Hello all,

Thanks to all who responded to my question about whether 
backtransformed CI's are kosher.  Like most questions in ecology, the 
answer is "it depends...".  Strictly speaking, the backtransformation 
is valid and useful for interpretation because it returns data to the 
original measurement scale.  However, once data have been 
transformed, interpretation of what the transformed (or 
backtransformed) mean, CI's and differences among means represent 
requires special care and is not necessarily intuitive.

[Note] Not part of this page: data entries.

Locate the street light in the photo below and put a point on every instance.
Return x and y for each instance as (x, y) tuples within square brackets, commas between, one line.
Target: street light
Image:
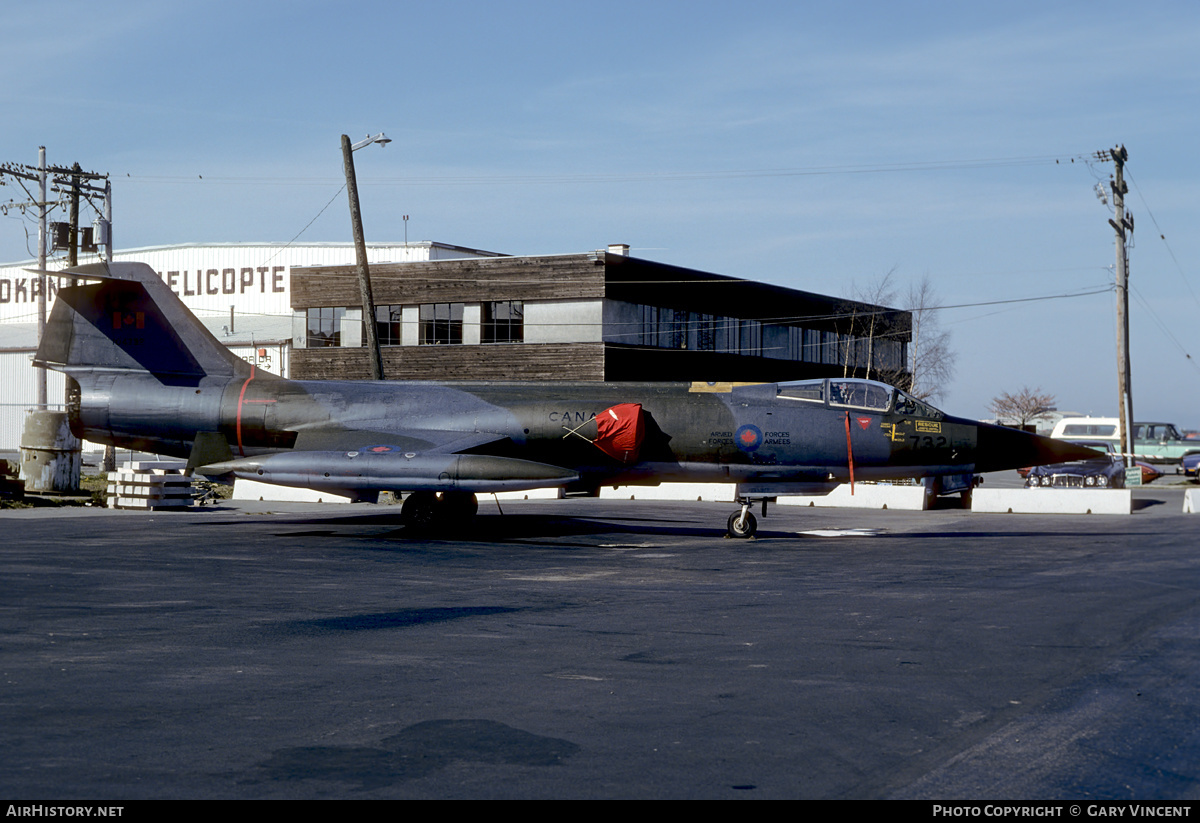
[(360, 250)]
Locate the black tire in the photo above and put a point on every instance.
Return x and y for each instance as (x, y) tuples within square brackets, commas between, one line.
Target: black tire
[(742, 527), (420, 510), (459, 508)]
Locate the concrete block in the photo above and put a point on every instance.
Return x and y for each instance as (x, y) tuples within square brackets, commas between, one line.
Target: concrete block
[(1054, 500)]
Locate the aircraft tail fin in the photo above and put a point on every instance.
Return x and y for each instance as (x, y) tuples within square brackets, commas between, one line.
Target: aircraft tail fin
[(130, 320)]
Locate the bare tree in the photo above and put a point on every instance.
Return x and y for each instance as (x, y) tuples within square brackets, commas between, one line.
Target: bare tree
[(930, 356), (1023, 408)]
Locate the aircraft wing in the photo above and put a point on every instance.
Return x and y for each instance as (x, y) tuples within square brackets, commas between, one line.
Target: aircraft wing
[(415, 440), (366, 461)]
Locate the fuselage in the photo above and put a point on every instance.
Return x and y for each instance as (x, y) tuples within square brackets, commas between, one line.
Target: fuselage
[(810, 431)]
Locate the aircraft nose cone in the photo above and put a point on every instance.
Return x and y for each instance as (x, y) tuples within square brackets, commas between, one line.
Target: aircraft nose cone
[(999, 448)]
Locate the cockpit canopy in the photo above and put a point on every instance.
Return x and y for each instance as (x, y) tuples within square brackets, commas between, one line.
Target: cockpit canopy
[(850, 392)]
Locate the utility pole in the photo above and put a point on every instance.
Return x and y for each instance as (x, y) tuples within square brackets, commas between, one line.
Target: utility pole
[(1123, 227), (63, 176), (360, 251)]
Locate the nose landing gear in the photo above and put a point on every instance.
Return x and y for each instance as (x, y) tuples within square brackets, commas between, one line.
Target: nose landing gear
[(742, 523)]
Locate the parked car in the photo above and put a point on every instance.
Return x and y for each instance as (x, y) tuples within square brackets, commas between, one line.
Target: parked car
[(1152, 442), (1191, 464), (1104, 470)]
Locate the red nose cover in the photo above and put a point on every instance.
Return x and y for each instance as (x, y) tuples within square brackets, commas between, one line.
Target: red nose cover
[(619, 432)]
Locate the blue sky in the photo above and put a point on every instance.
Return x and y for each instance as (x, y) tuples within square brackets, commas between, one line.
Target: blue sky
[(813, 145)]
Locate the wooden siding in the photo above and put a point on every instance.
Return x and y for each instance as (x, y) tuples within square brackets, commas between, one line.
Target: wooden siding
[(516, 361), (556, 277)]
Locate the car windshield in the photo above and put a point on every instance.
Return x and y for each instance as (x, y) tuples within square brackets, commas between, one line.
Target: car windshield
[(906, 403)]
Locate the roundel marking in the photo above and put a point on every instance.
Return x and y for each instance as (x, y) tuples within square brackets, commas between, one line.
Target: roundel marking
[(748, 437)]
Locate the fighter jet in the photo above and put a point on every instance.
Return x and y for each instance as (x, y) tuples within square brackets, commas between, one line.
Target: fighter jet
[(145, 374)]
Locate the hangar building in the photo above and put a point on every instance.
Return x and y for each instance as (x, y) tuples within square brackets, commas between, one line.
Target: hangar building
[(451, 312), (595, 316)]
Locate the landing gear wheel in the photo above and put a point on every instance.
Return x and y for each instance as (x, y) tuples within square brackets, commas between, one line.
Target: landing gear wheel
[(742, 524), (459, 508), (420, 510)]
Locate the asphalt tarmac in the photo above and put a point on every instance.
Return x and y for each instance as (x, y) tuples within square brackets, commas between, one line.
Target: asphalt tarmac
[(600, 649)]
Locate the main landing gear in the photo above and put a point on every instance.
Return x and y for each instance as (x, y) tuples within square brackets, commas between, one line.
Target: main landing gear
[(743, 523), (424, 511)]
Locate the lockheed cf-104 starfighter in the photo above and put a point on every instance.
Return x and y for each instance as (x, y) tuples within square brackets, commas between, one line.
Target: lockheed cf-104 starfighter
[(147, 374)]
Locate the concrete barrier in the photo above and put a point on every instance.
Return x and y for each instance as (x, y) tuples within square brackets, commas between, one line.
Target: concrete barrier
[(907, 498), (1054, 500), (700, 492), (1191, 502), (864, 497)]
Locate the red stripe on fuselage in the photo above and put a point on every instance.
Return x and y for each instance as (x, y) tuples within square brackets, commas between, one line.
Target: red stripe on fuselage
[(241, 398)]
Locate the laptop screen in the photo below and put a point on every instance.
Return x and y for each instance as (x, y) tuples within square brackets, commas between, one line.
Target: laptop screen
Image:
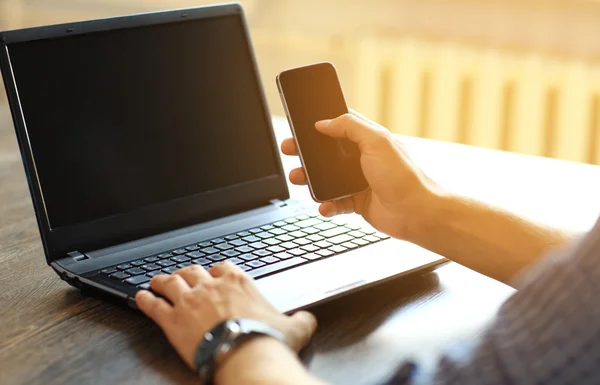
[(125, 119)]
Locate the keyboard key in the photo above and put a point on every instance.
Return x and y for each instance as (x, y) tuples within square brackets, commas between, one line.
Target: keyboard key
[(248, 257), (356, 234), (238, 242), (308, 223), (289, 245), (224, 246), (137, 280), (338, 249), (202, 261), (285, 238), (312, 256), (323, 244), (120, 275), (283, 255), (296, 252), (262, 253), (152, 266), (256, 263), (276, 249), (302, 241), (371, 239), (258, 245), (360, 241), (265, 235), (324, 253), (310, 230), (230, 253), (272, 241), (334, 232), (185, 264), (269, 259), (210, 250), (275, 267), (244, 249), (195, 254), (216, 257), (277, 231), (298, 234), (325, 226), (290, 228), (340, 239), (350, 245), (310, 248)]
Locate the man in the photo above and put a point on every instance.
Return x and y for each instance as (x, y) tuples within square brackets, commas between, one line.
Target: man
[(546, 333)]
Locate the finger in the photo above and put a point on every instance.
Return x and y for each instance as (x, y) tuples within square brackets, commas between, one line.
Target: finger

In particular, transforms change an additive, linear model into a 
multiplicative model with the following (and other) consequences:

If the data are monotonic (as for a lognormal distribution), and the 
transformed distribution is symmetric (e.g., normal), the mean of the 
transformed data best represents the median of the original data, and 
consequently the backtransformed mean should be interpreted and 
reported as the median +/- the 95% CI of the median, not the mean and 
CI of the untransformed data.  The backtransformed CI will be 
asymmetric around the estimate of the median.

Moreover, if one calculates a mean difference between two groups 
using the transformed data (i.e. log(mean1) - log(mean2)) as in my 
ANOVA example, the CI of the backtransformed difference is actually a 
CI for the ratio of medians between the two groups.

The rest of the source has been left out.